“Kat? I’m back.”
“In here!” Her voice comes from the living room.
I follow the sound and stop short in the arched doorway, taking in the scene before me. She’s sitting cross-legged on the floor in front of the coffee table, surrounded by what looks like a craft store explosion. Wrapping paper is spread across the floor like a festive battlefield, along with ribbon, scissors, tape dispensers, and what appears to be nearly a dozen Christmas gifts waiting to be wrapped.
She looks up at me with a slightly frazzled expression, her hair escaping from the messy bun she’s tried to contain it in.There are faint smudges of what might be ink on her fingers, and her sweater, a soft cream-colored one that makes her skin glow, has somehow acquired a small piece of ribbon stuck to the sleeve.
“I may have gone a little overboard with my wrapping aspirations,” she admits, gesturing to the chaos surrounding her. “It’s gotten a little… out of control.”
The sight of her like this makes an unexpected emotion throb in my chest—something that feels uncomfortably close to the kind of protective affection I’ve spent years avoiding.
“I can see that.”
I set the grocery bags on the kitchen counter and pull out the caramel creamer. Kat glances over through the large doorway connecting the kitchen and living room, and her jaw drops at the sight of it. The tired frustration melts away, replaced by a level of excitement that’s honestly fucking adorable.
“Oh my god, I just ran out of that!” She scrambles to her feet, navigating through the wrapping paper minefield to reach me. “You got me more? How did you even find it? There’s only one store in town that has it!”
“Got lucky, I guess. I made a quick stop on the way home.” I shrug, deciding not to tell her that it was actuallythreequick stops to find the exact brand I know she likes.
She wraps her arms around me in a hug, catching me off guard. Her body is warm and soft against mine, fitting against my chest like she was designed to be there. She smells like almond and cinnamon, sweetness and spice, and when she pulls back to look up at me, her eyes are luminous.
Fucking hell. I’d drive to ten different stores in three different states to find that specific creamer if it would always make her smile like this.
“Thank you.” She shakes her head, looking amazed. “Really. That’s incredibly sweet of you.”
“Don’t mention it.” I clear my throat, then gesture with my chin toward the chaos in the living room. “Looks like you could use some help with all this.”
She glances back at the wrapping paper disaster zone and laughs self-deprecatingly. “Oh… yeah. That would be amazing if you don’t mind. I’m usually good at staying organized when I wrap stuff, but I got over-ambitious this year. I might have bought too many gifts.”
“Is there such a thing as too many gifts?”
“Not according to Megan and Oscar.” She grins. “Most of this stuff is for them. I’m their only aunt, so it’s my duty to spoil them.”
I laugh and quickly put away the rest of the groceries, then follow her into the living room, shrugging out of my jacket and tossing it over the back of the couch.
Settling on the floor across from her, I pick up a small rectangular box and a sheet of red paper covered in tiny Christmas trees.
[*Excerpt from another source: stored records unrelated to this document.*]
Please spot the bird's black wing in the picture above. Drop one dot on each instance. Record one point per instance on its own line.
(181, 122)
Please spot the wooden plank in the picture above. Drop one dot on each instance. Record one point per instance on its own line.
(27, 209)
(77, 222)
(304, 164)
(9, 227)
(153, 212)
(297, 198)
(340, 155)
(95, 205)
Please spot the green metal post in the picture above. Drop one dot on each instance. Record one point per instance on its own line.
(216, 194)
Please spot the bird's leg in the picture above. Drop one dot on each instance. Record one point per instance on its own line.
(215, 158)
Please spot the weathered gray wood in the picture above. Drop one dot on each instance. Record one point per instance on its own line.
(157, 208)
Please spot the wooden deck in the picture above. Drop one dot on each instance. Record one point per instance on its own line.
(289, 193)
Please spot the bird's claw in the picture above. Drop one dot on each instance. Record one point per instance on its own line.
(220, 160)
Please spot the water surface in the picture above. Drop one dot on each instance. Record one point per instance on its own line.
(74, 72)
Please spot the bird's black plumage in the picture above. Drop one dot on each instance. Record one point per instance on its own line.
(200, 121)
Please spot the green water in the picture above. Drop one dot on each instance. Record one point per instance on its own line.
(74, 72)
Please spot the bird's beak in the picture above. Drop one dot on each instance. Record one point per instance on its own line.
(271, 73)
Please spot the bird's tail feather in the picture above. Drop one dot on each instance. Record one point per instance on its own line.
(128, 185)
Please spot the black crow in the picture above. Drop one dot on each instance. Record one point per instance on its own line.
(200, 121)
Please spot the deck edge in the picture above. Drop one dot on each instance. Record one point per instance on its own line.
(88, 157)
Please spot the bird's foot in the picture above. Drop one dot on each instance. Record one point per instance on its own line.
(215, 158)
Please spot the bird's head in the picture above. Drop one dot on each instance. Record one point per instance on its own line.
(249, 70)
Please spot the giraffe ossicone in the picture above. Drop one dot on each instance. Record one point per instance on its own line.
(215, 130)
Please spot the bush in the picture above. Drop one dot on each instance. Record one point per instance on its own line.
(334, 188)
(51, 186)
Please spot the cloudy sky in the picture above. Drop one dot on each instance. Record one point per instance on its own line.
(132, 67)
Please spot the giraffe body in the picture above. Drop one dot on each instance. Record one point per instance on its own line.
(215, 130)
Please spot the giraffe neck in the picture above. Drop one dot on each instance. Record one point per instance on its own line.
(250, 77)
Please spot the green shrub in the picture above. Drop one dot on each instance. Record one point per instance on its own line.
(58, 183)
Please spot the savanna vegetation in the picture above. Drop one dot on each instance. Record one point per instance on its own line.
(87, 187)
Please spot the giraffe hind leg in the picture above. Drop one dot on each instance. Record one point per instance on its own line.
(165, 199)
How hard can gift wrapping be? I’ve wrapped hockey sticks for equipment donations and handled delicate plays under pressure.
“This should be easy,” I say confidently, holding them up a little.
Famous last words.
If my hockey career ends, I definitely won’t be able to fall back on a job gift wrapping at Macy’s, because even though it takes me over ten minutes to wrap the damn thing, it looks like a fucking abomination. The paper is wrinkled and bunched in places, the corners look like they’ve been through a blender, and I’ve somehow managed to use approximately half a roll of tape on one small box. Hell, there’s more tape on my fingers than on the actual present.
Kat, meanwhile, has wrapped three gifts in the time it’s taken me to butcher one. Despite the mess around her, her packageslook like they belong in a magazine spread, with perfect corners, elegant ribbon work, and the kind of attention to detail that would get her promoted to head gift-wrapper at Macy’s.
“Uh…” I hold my attempt at a gift-wrapped package up, peeling some of the tape off my fingers.
“Oh!” She makes a face as if she’s trying not to laugh at my disaster. “Wow. Hm, maybe we should split this differently.”
“I can figure it out,” I say stubbornly, reaching for yet another piece of tape—as if that will fix this.
“I’m sure you can. Eventually. But at this rate, it’ll be Easter before we finish.” She scoots around the coffee table until she’s sitting beside me, close enough that our shoulders brush. The contact sends heat through my entire arm, making it hard to concentrate on anything except how fucking good she smells.
“First rule of gift wrapping,” she says in a mock-serious tone that makes me huff a laugh despite my frustration. “Measure twice, cut once.”
“I measured.”
“You measured with your eyes. That doesn’t count.” She reaches for the scissors and a fresh sheet of paper. “Watch and learn, hockey boy.”